NASA Makes Space History With Distant Fly-By

NASA Makes Space History With Distant Fly-By

NASA Makes Space History With Distant Fly-By

The ancient Greeks and Romans used the name Ultima Thule to refer to a distant place lurking just beyond the borders of the known world.

"Ultima Thule will be turned into a real world", team member and planetary scientist Hal Weaver said.

Now, New Horizons will beam the first information and images from this close flyby back to Earth.

"It's a better pixelated blob", said Principal Investigator Alan Stern of the Southwest Research Institute in Boulder, Colorado. "There are a lot ideas and every one of them might be wrong". "We'll find out Tuesday".

The encounter with Ultima is among the more hard feats NASA has attempted. Flight controllers in Laurel, Maryland, received word from the spacecraft on Tuesday, 10 hours after the middle-of-the-night encounter. The flyby will be covered on the lab's website, its YouTube channel and NASA TV.

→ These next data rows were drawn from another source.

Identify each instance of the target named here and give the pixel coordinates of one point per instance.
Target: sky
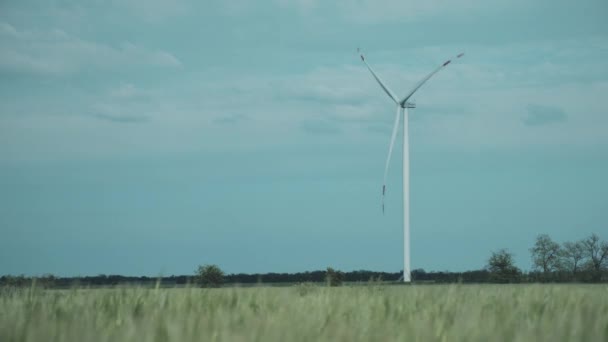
(148, 137)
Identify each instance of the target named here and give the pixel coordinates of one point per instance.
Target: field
(309, 313)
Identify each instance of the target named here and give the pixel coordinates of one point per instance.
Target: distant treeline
(581, 261)
(419, 276)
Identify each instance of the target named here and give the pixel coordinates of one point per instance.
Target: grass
(309, 313)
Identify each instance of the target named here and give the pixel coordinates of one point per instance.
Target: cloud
(543, 115)
(57, 52)
(122, 118)
(230, 119)
(319, 127)
(372, 11)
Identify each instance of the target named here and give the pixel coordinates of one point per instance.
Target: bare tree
(573, 253)
(546, 254)
(502, 267)
(597, 252)
(210, 276)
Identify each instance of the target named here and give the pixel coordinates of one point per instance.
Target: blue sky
(147, 137)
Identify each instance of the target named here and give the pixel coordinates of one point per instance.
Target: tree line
(585, 260)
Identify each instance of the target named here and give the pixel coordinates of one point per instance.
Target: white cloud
(57, 52)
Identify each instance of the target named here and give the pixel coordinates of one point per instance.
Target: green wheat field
(308, 313)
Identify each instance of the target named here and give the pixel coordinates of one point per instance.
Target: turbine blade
(407, 97)
(390, 152)
(384, 87)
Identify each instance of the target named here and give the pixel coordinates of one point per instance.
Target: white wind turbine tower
(402, 106)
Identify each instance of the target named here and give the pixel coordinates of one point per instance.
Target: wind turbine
(402, 109)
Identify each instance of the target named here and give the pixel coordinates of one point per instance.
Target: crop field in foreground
(309, 313)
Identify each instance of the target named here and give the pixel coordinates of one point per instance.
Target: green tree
(546, 255)
(210, 276)
(334, 277)
(573, 254)
(502, 267)
(597, 254)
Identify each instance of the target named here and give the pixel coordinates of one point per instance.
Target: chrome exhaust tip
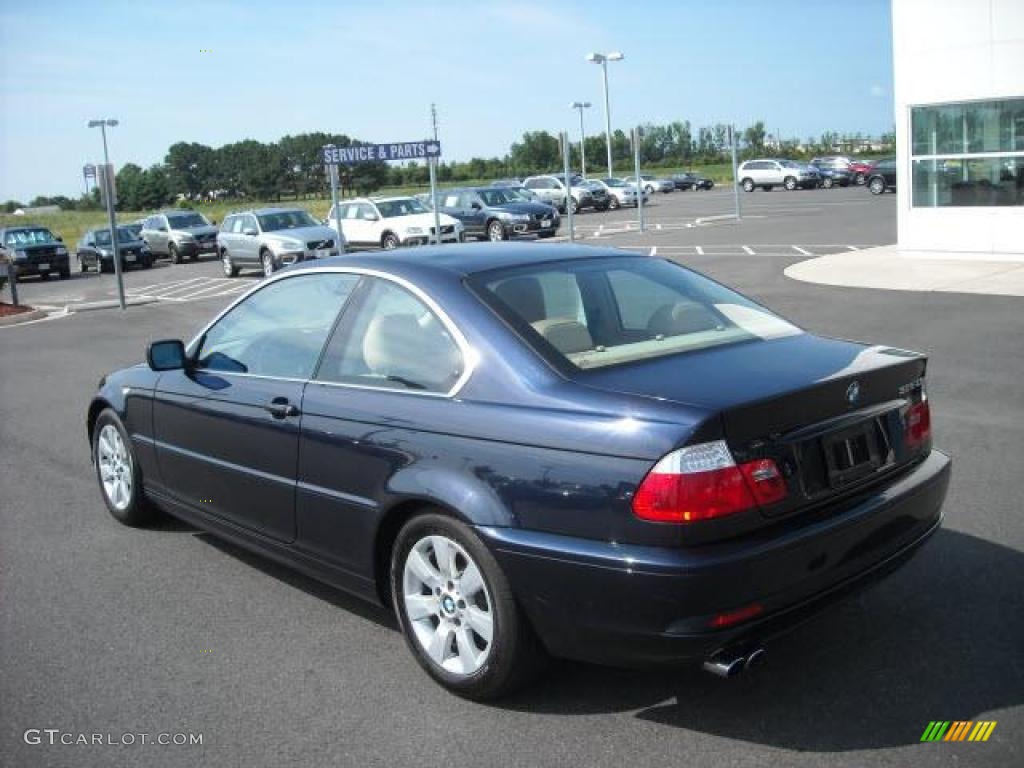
(756, 658)
(725, 665)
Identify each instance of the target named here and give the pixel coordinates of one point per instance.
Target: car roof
(266, 211)
(465, 258)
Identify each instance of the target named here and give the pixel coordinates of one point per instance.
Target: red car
(860, 170)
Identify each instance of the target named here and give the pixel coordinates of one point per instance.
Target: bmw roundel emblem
(853, 392)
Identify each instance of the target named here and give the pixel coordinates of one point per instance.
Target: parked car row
(767, 173)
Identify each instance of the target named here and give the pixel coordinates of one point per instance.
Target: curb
(720, 217)
(13, 320)
(85, 306)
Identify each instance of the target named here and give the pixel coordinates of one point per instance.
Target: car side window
(393, 341)
(280, 330)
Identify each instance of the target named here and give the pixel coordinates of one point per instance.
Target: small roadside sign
(374, 153)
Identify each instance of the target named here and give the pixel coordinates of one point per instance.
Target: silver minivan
(769, 173)
(272, 238)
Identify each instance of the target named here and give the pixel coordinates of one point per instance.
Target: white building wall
(946, 51)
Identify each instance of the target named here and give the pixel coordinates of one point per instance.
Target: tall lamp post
(603, 58)
(581, 105)
(109, 194)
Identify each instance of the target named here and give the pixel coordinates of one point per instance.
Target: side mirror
(168, 354)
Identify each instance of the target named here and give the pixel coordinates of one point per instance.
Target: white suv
(769, 173)
(552, 189)
(390, 222)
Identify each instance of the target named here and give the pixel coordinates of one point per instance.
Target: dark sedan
(691, 180)
(498, 213)
(528, 450)
(35, 250)
(95, 251)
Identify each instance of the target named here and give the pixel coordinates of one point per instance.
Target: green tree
(754, 137)
(192, 168)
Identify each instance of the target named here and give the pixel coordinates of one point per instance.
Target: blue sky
(371, 70)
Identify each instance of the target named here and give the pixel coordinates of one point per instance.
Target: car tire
(266, 260)
(118, 472)
(496, 230)
(225, 261)
(457, 610)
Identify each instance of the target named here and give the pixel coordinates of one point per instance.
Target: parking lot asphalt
(113, 630)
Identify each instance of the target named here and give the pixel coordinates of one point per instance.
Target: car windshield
(609, 311)
(499, 197)
(30, 237)
(102, 237)
(403, 207)
(271, 222)
(186, 220)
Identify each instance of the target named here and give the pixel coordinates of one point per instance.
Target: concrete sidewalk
(887, 267)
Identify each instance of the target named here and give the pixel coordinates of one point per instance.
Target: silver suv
(272, 238)
(769, 173)
(553, 190)
(179, 233)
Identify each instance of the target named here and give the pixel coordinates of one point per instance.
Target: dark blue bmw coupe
(529, 450)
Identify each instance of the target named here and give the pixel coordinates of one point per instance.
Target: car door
(248, 239)
(390, 365)
(226, 429)
(158, 237)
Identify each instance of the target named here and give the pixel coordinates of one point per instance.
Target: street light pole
(581, 105)
(109, 193)
(603, 58)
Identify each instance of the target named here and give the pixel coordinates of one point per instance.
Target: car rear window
(607, 311)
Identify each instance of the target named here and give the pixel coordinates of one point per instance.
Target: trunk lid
(829, 413)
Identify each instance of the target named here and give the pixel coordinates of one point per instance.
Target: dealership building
(960, 126)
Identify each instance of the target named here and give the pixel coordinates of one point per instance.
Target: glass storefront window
(977, 181)
(974, 154)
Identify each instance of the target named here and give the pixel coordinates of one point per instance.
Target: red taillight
(919, 424)
(700, 482)
(735, 616)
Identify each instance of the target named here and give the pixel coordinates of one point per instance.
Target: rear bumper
(622, 604)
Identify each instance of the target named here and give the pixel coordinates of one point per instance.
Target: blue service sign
(372, 153)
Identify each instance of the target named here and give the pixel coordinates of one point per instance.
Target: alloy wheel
(115, 467)
(448, 605)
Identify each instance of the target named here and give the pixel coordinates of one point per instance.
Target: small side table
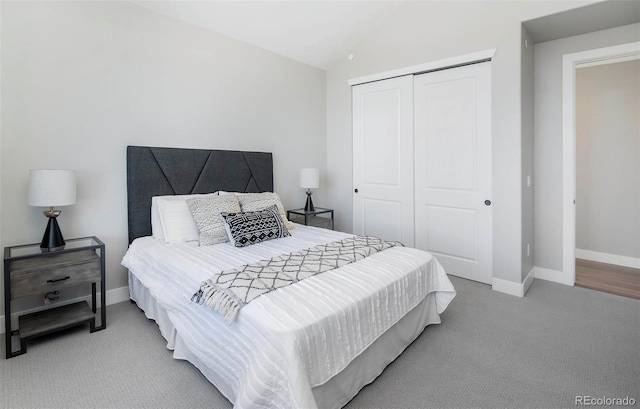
(28, 271)
(320, 217)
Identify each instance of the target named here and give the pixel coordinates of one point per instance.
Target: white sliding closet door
(382, 162)
(453, 216)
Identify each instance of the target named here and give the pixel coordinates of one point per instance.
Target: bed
(313, 344)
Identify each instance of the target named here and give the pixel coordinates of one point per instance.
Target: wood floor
(608, 278)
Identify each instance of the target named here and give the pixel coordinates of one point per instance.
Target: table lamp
(309, 179)
(51, 188)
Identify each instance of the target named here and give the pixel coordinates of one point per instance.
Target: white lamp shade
(309, 178)
(49, 187)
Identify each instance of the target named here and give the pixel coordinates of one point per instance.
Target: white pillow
(206, 212)
(179, 225)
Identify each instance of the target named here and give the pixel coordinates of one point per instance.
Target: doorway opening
(595, 257)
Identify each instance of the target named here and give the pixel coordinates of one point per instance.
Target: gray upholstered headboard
(174, 171)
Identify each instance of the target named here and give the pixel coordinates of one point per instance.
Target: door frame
(570, 62)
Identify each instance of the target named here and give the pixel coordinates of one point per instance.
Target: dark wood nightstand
(320, 217)
(28, 270)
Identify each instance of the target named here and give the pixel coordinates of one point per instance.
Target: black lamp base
(52, 239)
(308, 207)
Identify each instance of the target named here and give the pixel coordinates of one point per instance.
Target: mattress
(286, 345)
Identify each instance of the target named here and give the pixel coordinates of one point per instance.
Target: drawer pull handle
(58, 279)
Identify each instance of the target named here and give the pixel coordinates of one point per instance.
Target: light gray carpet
(491, 351)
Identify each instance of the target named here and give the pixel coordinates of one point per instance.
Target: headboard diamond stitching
(153, 171)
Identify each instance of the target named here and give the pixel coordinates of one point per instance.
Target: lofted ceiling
(320, 32)
(313, 32)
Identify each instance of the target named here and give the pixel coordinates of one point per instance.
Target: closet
(422, 165)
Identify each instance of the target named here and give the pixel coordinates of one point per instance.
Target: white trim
(528, 280)
(430, 66)
(511, 288)
(113, 297)
(624, 261)
(547, 274)
(569, 64)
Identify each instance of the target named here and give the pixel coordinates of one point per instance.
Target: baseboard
(511, 288)
(113, 297)
(624, 261)
(550, 275)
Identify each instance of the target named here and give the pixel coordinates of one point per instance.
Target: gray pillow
(246, 228)
(206, 213)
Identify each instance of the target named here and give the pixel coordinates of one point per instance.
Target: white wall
(420, 32)
(548, 221)
(608, 158)
(527, 153)
(82, 80)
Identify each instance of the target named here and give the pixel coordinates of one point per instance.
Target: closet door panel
(383, 159)
(453, 169)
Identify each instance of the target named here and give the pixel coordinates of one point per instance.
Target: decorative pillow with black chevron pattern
(251, 202)
(246, 228)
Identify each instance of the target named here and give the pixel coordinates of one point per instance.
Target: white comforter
(290, 340)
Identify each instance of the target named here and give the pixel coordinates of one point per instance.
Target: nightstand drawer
(30, 277)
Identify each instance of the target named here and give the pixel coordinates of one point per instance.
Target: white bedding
(286, 342)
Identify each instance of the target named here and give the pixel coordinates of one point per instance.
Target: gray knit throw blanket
(231, 290)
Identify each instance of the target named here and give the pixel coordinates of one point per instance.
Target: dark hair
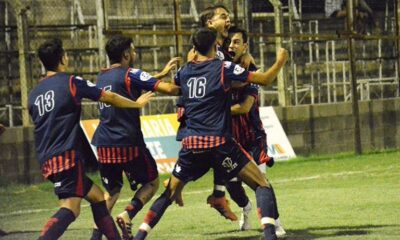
(203, 40)
(209, 13)
(116, 46)
(50, 53)
(235, 29)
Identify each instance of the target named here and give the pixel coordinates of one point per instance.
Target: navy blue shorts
(258, 150)
(140, 170)
(228, 159)
(72, 182)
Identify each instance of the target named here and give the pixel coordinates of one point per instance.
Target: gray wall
(316, 129)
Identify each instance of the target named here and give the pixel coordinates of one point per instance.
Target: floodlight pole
(178, 28)
(397, 15)
(353, 77)
(283, 97)
(100, 29)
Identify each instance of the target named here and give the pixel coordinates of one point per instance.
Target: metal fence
(318, 70)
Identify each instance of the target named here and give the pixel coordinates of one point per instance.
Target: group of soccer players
(218, 112)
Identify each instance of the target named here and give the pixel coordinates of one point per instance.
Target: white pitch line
(85, 205)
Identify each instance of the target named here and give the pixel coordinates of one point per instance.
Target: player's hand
(246, 60)
(191, 55)
(144, 99)
(179, 199)
(168, 67)
(282, 56)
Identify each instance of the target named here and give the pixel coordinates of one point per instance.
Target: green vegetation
(322, 197)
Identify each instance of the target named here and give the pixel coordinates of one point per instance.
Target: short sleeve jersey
(121, 126)
(206, 98)
(55, 108)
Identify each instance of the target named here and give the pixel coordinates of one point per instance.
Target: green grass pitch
(323, 197)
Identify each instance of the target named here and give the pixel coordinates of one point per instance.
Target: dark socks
(237, 193)
(276, 212)
(57, 224)
(134, 207)
(104, 221)
(153, 216)
(265, 208)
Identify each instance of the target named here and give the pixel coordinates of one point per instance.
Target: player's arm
(119, 101)
(246, 60)
(168, 88)
(168, 67)
(243, 107)
(266, 78)
(191, 55)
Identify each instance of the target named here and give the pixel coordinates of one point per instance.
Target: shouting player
(55, 107)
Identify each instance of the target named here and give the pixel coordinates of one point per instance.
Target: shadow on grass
(310, 233)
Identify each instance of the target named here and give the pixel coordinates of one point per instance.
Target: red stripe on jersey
(67, 160)
(119, 153)
(73, 158)
(202, 142)
(136, 152)
(223, 78)
(108, 155)
(128, 83)
(54, 163)
(60, 164)
(211, 141)
(113, 155)
(130, 153)
(72, 88)
(124, 154)
(156, 85)
(79, 182)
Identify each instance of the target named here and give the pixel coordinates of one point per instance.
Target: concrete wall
(316, 129)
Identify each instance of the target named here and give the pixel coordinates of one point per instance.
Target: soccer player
(55, 107)
(207, 141)
(248, 130)
(119, 139)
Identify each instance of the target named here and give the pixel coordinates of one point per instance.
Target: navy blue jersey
(223, 55)
(121, 126)
(247, 127)
(206, 98)
(54, 105)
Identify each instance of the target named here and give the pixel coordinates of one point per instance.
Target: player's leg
(260, 155)
(160, 205)
(252, 176)
(59, 222)
(111, 177)
(189, 167)
(142, 170)
(238, 195)
(218, 200)
(240, 163)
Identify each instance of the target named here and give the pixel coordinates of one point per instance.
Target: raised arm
(119, 101)
(168, 67)
(243, 107)
(168, 88)
(266, 78)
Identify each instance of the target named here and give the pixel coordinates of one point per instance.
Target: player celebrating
(55, 107)
(207, 141)
(119, 139)
(248, 130)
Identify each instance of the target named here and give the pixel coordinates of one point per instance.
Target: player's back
(55, 113)
(205, 99)
(118, 126)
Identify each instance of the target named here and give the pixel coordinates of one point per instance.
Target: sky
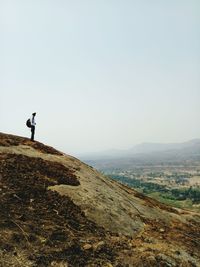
(100, 74)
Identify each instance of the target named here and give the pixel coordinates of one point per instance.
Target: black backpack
(28, 123)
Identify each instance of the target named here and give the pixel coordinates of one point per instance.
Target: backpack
(28, 123)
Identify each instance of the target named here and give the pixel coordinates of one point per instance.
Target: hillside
(148, 154)
(58, 211)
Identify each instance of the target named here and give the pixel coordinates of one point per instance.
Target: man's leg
(32, 133)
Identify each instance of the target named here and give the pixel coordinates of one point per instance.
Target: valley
(178, 186)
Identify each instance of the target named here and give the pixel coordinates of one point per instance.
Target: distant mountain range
(146, 153)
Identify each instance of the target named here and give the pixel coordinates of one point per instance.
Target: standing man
(33, 126)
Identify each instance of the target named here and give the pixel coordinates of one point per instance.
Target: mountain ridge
(65, 213)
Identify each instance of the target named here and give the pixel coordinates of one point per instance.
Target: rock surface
(58, 211)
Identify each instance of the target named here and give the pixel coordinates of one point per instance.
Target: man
(33, 126)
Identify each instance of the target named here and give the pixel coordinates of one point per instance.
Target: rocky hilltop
(58, 211)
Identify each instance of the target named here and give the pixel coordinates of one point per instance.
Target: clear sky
(100, 74)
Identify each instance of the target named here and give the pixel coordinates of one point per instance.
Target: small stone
(99, 245)
(87, 246)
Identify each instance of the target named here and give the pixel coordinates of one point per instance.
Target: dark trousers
(32, 132)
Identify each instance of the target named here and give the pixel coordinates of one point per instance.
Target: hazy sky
(100, 74)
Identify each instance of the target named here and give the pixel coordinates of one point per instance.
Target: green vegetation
(188, 198)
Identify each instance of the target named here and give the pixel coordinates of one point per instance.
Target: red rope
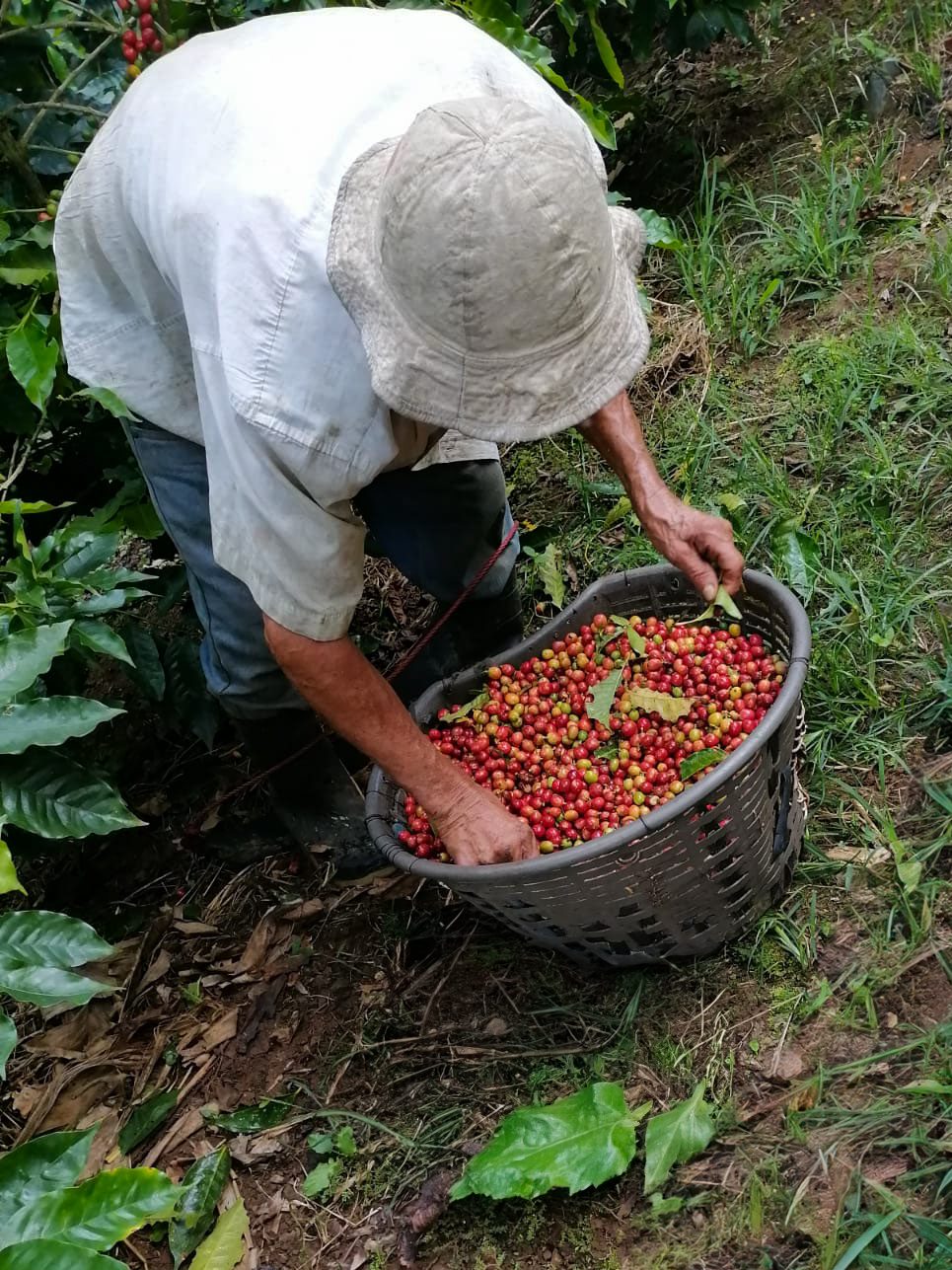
(194, 827)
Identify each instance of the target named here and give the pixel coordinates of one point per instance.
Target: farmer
(329, 260)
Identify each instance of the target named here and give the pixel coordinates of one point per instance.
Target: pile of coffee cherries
(686, 696)
(141, 36)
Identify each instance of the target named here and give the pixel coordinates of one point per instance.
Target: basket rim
(478, 876)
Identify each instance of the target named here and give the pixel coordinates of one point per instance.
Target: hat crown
(492, 231)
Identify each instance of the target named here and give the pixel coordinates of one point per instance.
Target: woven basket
(682, 880)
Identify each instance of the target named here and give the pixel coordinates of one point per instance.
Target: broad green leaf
(466, 710)
(54, 1255)
(8, 1043)
(262, 1115)
(49, 721)
(800, 556)
(549, 565)
(194, 1213)
(669, 708)
(38, 951)
(225, 1246)
(605, 45)
(722, 600)
(42, 1164)
(636, 641)
(186, 690)
(54, 797)
(619, 512)
(659, 230)
(146, 1118)
(695, 764)
(320, 1178)
(26, 265)
(110, 402)
(602, 698)
(344, 1142)
(28, 654)
(677, 1136)
(32, 359)
(96, 1215)
(100, 637)
(8, 872)
(576, 1142)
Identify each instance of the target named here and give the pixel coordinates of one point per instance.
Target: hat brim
(503, 398)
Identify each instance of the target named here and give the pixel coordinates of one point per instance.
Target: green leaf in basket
(465, 711)
(637, 641)
(602, 698)
(576, 1142)
(722, 600)
(695, 764)
(669, 708)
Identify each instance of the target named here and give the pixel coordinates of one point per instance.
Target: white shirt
(191, 252)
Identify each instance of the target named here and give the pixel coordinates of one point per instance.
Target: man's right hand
(480, 831)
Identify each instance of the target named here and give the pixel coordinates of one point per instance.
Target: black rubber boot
(477, 630)
(314, 795)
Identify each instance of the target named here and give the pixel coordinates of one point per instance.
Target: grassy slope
(813, 402)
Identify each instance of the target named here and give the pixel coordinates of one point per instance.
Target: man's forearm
(616, 433)
(359, 705)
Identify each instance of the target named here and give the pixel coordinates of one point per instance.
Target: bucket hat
(492, 287)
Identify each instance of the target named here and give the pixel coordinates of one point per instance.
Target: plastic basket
(682, 880)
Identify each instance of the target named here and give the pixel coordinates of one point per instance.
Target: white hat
(494, 288)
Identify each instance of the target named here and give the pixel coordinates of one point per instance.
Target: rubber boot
(313, 794)
(477, 630)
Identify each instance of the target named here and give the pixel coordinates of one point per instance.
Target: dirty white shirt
(176, 242)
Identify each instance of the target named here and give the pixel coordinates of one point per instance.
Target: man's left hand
(699, 545)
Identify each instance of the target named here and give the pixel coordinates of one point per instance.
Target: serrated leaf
(49, 721)
(194, 1213)
(38, 951)
(602, 698)
(320, 1178)
(32, 359)
(549, 565)
(52, 796)
(663, 704)
(466, 710)
(677, 1136)
(54, 1255)
(146, 1118)
(576, 1142)
(262, 1115)
(96, 1215)
(801, 558)
(695, 764)
(100, 637)
(8, 1041)
(722, 600)
(28, 654)
(225, 1246)
(110, 402)
(9, 880)
(42, 1164)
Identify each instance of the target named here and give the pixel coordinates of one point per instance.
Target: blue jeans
(438, 526)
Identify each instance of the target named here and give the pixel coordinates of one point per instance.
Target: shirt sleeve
(283, 525)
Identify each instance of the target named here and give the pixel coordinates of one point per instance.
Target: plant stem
(57, 94)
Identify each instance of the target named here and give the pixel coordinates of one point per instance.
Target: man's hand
(699, 545)
(478, 831)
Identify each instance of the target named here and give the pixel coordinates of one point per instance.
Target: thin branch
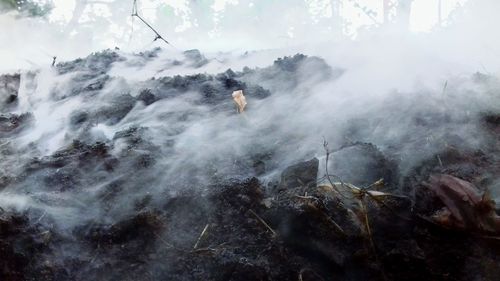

Tired from dual countdowns late Monday and early Tuesday, the New Horizons team members were visibly anxious as they reassembled in late morning. Asteroids became a popular destination too: Japan's Hayabusa2 spacecraft touched down on the asteroid Ryugu in October and collected a sample that will return to Earth in 2020.

Ultima Thule was named for a mythical, far-northern island in medieval literature and cartography, according to Nasa.

"We have a healthy spacecraft", Mission Operations Manager Alice Bowman said.

New Horizons zoomed past the small celestial object known as Ultima Thule 3 ½ years after its spectacular brush with Pluto.

The first signal back to Earth should come about 10 hours after the flyby, around 9:45 am (1:45am AEDT, Wednesday), letting NASA know if New Horizons survived the risky, high-speed encounter.

The flyby will be fast, at a speed of nine miles per second.

Until the 1990s, no one knew what hid out here, where sunlight is 0.05 as faint as it is on Earth.

There is no champagne in this dim and distant region, where a halo of icy worlds called the Kuiper belt circles the outermost edge of the solar system. This will provide insight about what it was like as our solar system was forming 4.5 billion years ago and how small planets like Pluto formed. Not only is Ultima Thule the most distant planetary object ever explored, it is also likely the most primitive.

After discovery by the Hubble Space Telescope, a series of ground observations were carried out to measure Ultima Thule during an occultation-as it passed in front of a background star and blocked out some of the starlight. The image (above) revealed what looked like a peanut or bowling pin, some 32 kilometers long by 16 kilometers wide, with a slight possibility still that MU69 could be a binary object.

The exact shape and composition won't be known until Ultima Thule starts sending back data in a process expected to last nearly two years.

Scientists believe there should be no rings or moons around Ultima Thule that might endanger New Horizons.

New Horizons is moving faster than 48,280km an hour, meaning that its zip past the unusual object really needed to be pulled off without even the slightest interference.

Real-time video of the actual fly-by was impossible, since it takes more than six hours for a signal sent from Earth to reach the spaceship, named New Horizons, and another six hours for the response to arrive.

May was at Mission Control for the event, and today released the track New Horizons, his first solo single since 1998, on YouTube.